Hawaiian service provider Mobi recently announced two big moves: It’s hooking up with Working Group Two (WG2) and Amazon Web Services (AWS) to expand service in the continental U.S., and it’s partnering with Federated Wireless to use Citizens Broadband Radio Service (CBRS) spectrum in Hawaii.
In the mainland U.S. MVNO deal, Mobi is set to leverage “the largest 5G network in the U.S.,” which equates to T-Mobile, although the press release doesn’t say that explicitly. A pilot solution went live on Tuesday.
Mobi is using WG2 for a 4G/5G/IMS mobile core network deployed on infrastructure from AWS with the intention of disrupting the MVNO and 5G markets, according to the release. Teaming with WG2 and AWS gives Mobi the ability to realize significant time-to-market advantages with new services.
“It’s exciting for us,” said Mobi CEO Justen Burdette, who’s based on Honolulu. Tapping into the modern mobile core entirely in the cloud gives it the ability to do a lot of the things they’ve been wanting to do but struggled with, he said. For example, it will be a lot easier to fully embrace eSIM.
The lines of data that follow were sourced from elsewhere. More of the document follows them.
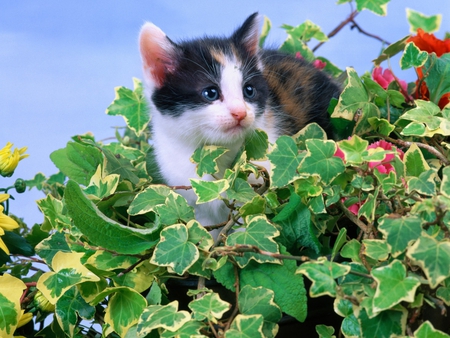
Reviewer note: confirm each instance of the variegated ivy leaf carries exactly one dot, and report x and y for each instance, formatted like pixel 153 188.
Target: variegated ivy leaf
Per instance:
pixel 260 233
pixel 311 131
pixel 246 326
pixel 174 249
pixel 125 306
pixel 284 161
pixel 415 163
pixel 354 104
pixel 149 199
pixel 162 316
pixel 132 106
pixel 320 160
pixel 418 20
pixel 389 323
pixel 424 184
pixel 433 256
pixel 11 289
pixel 67 271
pixel 210 306
pixel 412 57
pixel 323 276
pixel 426 330
pixel 208 191
pixel 206 158
pixel 174 210
pixel 353 149
pixel 69 307
pixel 400 232
pixel 100 186
pixel 260 301
pixel 393 286
pixel 376 249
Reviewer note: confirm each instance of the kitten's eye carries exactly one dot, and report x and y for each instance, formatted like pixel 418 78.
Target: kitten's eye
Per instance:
pixel 211 93
pixel 249 91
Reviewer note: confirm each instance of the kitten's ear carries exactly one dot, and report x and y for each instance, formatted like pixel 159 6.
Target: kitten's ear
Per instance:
pixel 248 34
pixel 158 52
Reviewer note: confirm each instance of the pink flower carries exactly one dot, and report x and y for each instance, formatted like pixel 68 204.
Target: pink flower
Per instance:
pixel 384 78
pixel 384 166
pixel 319 64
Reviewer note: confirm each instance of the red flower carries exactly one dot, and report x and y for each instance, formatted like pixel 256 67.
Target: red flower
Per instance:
pixel 384 166
pixel 384 78
pixel 429 43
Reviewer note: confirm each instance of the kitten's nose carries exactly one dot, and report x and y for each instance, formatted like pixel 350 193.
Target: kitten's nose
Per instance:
pixel 238 110
pixel 239 114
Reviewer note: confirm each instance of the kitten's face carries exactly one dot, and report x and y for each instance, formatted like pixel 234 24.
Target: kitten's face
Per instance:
pixel 210 90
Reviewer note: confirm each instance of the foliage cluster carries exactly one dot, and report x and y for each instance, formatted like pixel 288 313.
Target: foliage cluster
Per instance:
pixel 364 219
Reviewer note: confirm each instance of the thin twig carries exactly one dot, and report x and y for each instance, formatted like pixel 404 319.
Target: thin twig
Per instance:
pixel 420 145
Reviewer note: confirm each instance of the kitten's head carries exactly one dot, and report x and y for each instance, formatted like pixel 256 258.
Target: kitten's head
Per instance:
pixel 210 89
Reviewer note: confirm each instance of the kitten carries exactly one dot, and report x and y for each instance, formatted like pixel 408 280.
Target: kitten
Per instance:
pixel 219 90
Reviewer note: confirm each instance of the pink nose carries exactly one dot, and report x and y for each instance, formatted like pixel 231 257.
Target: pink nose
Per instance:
pixel 239 114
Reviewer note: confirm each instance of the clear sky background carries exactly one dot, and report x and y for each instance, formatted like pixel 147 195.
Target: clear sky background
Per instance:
pixel 60 61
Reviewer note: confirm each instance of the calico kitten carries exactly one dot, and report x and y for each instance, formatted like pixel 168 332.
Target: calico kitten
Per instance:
pixel 219 90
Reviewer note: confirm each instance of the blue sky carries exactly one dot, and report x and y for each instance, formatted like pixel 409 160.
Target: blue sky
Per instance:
pixel 60 60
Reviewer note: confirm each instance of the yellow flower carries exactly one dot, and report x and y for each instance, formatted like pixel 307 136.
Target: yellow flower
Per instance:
pixel 6 223
pixel 9 159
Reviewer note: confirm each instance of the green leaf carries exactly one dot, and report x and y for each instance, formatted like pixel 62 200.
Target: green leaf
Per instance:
pixel 11 290
pixel 162 316
pixel 259 301
pixel 125 306
pixel 322 275
pixel 117 164
pixel 290 293
pixel 77 161
pixel 320 160
pixel 68 271
pixel 48 248
pixel 246 326
pixel 284 161
pixel 426 330
pixel 353 149
pixel 376 249
pixel 132 106
pixel 54 213
pixel 206 159
pixel 259 233
pixel 388 323
pixel 415 163
pixel 175 210
pixel 400 232
pixel 149 199
pixel 438 79
pixel 433 257
pixel 413 57
pixel 174 249
pixel 391 50
pixel 376 6
pixel 418 20
pixel 69 307
pixel 393 286
pixel 207 191
pixel 354 104
pixel 210 306
pixel 256 145
pixel 101 230
pixel 424 184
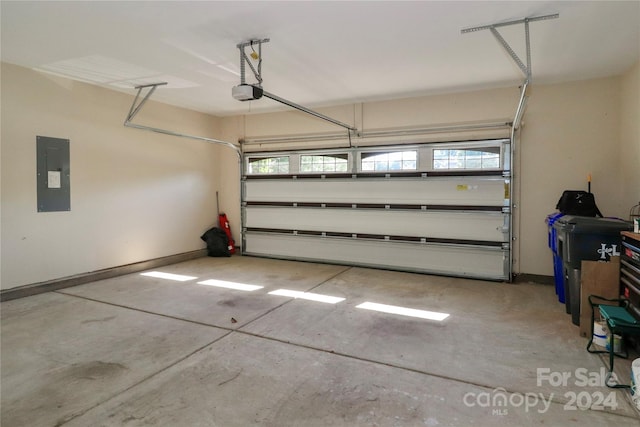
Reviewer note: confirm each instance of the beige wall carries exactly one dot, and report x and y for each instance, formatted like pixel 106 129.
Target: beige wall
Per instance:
pixel 570 130
pixel 139 195
pixel 135 195
pixel 630 136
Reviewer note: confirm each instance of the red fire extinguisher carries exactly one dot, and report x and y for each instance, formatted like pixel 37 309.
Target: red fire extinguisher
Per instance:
pixel 224 224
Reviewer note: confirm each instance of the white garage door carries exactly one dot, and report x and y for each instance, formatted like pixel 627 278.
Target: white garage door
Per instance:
pixel 438 208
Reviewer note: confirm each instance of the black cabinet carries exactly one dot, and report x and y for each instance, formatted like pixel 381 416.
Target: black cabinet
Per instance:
pixel 630 270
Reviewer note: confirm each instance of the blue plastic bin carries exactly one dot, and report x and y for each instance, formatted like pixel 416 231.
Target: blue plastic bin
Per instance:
pixel 558 270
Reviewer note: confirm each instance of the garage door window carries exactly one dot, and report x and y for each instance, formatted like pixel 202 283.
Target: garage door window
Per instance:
pixel 389 161
pixel 268 165
pixel 324 163
pixel 473 158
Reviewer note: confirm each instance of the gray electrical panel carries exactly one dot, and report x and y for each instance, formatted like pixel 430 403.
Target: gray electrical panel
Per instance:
pixel 54 178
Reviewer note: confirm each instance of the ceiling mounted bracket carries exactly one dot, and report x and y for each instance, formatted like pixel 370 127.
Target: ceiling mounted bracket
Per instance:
pixel 244 59
pixel 136 106
pixel 526 69
pixel 251 92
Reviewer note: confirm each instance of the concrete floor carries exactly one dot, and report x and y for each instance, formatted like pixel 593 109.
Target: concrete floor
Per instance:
pixel 144 351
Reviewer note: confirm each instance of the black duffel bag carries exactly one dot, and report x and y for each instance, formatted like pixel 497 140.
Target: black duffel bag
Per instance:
pixel 581 203
pixel 217 242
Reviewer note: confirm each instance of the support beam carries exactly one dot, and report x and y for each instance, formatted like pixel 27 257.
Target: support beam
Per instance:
pixel 526 69
pixel 137 106
pixel 308 111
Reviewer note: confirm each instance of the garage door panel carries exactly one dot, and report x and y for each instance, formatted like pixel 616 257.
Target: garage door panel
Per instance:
pixel 435 208
pixel 463 261
pixel 481 226
pixel 462 191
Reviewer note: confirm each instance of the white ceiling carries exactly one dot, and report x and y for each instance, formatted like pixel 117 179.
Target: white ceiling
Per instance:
pixel 320 53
WG2 started out as a program within Telenor to build a mobile core entirely within the cloud. It’s branched out and been involved in deals with CK Hutchison in multiple countries, as well as Telenor in Sweden and eRate in Norway. WG2 also delivers private networks in Japan with Mitsui Knowledge Industry Co.
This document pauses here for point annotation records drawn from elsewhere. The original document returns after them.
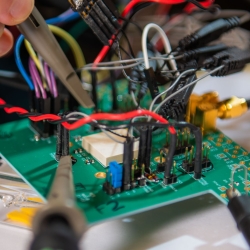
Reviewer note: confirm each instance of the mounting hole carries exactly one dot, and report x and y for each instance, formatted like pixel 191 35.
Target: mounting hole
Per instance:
pixel 100 175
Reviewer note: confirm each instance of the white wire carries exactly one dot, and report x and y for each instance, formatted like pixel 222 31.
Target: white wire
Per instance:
pixel 139 61
pixel 166 43
pixel 103 130
pixel 188 85
pixel 172 86
pixel 168 26
pixel 161 57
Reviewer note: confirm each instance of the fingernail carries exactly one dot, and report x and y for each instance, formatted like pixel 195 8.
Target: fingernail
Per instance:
pixel 5 45
pixel 19 9
pixel 1 29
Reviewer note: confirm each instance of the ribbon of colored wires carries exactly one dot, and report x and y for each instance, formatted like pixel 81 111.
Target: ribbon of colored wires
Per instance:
pixel 70 16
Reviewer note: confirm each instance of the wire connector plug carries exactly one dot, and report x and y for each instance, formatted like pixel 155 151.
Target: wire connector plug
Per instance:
pixel 233 60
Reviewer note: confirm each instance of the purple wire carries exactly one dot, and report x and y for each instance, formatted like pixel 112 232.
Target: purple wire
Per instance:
pixel 53 84
pixel 47 75
pixel 38 79
pixel 34 79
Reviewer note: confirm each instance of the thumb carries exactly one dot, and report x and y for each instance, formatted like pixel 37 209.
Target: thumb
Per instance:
pixel 6 41
pixel 13 12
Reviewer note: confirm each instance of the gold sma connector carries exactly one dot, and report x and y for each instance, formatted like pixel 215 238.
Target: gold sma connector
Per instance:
pixel 203 110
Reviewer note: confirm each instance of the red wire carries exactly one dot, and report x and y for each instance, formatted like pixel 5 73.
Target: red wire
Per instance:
pixel 191 7
pixel 94 117
pixel 100 57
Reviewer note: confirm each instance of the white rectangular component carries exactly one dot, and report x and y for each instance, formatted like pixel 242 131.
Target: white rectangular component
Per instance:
pixel 105 149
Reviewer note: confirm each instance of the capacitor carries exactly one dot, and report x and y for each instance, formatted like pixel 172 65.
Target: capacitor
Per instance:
pixel 148 150
pixel 65 142
pixel 127 162
pixel 142 146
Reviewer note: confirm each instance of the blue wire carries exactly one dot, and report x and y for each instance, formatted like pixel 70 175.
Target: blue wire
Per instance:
pixel 60 19
pixel 19 62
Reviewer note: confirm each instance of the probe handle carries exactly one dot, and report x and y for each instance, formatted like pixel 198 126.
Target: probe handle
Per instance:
pixel 61 208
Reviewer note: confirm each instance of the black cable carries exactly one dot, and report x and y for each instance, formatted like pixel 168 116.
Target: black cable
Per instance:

Mobi was established back in 2005 as Mobi PCS and was created by the same M/C Partners venture capital firm that backed Metro PCS. They shared the same purple logos and the same vendors. They continued on mostly parallel paths until T-Mobile acquired Metro PCS in 2013. In 2015, Mobi PCS sold most of its spectrum to Verizon and leased back access to it.
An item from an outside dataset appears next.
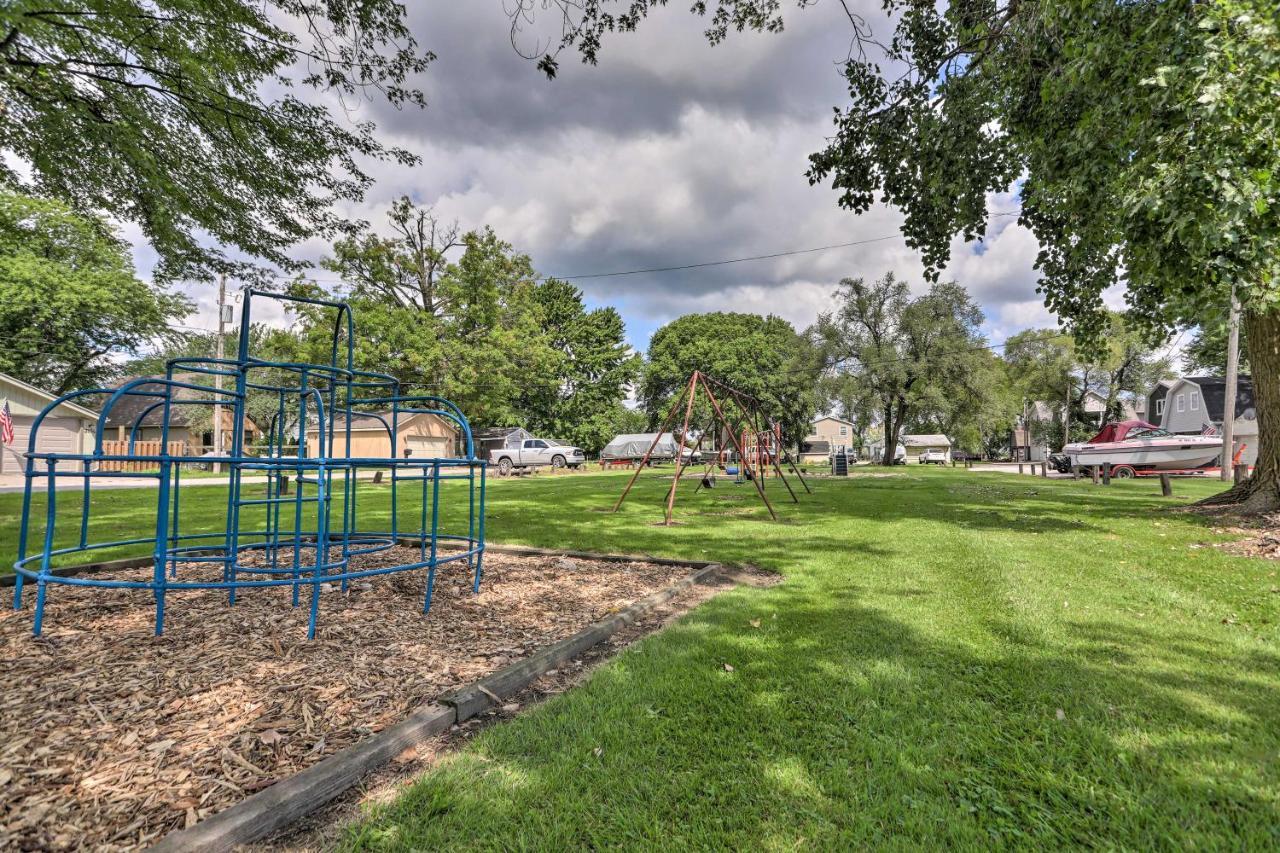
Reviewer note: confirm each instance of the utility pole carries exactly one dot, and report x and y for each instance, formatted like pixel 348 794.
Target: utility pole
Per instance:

Over the last seven or so years, it’s been operating mostly as a “light” MVNO, Burdette said. That meant it did not have its own core and had to adhere to its host network provider’s business rules.
“The great thing now is we have the WG2 core that allows us to do things like build out coverage here in Hawaii where there isn’t coverage today or where coverage isn’t great,” he said.
Mobi’s not a publicly traded company and doesn’t need to disclose subscriber figures, but the last time Mobi did so, it was in the range of 55,000. The number of stores selling Mobi fluctuates but currently it’s a total of 14, and they’re not all full-service stores.
The other big initiative Mobi’s involved in has to do with CBRS. Federated Wireless will supply its Spectrum Access System (SAS) services and Environmental Sensing Capability (ESC) network. Federated built its ESC network in the U.S. along the coastlines, where the network is necessary to prioritize the use of spectrum for Navy ships. The network for Hawaii is expected to be completed this year.
Mobi bought CBRS Priority Access Licenses (PALs) for two counties where it especially wanted spectrum to support fixed wireless access (FWA) services, according to Burdette. It can also use unlicensed General Authorized Access (GAA) CBRS.
The FCC excluded Hawaii and Alaska from the C-band 3.7 GHz auction, and it’s fair to say that 3.5 GHz CBRS spectrum is in high demand in the markets where C-band licenses were not auctioned, according to Jennifer McCarthy, VP of Legal Advocacy at Federated Wireless.
Earlier this month, the FCC granted approval of Federated Wireless’ plans to deploy an ESC network for CBRS in Alaska.
Federated built its stateside ESC network with triple redundancy so that it could withstand harsh weather like hurricanes. Federated’s ESC network is holding up well despite the heavy rains that have been pummeling the West Coast, according to McCarthy.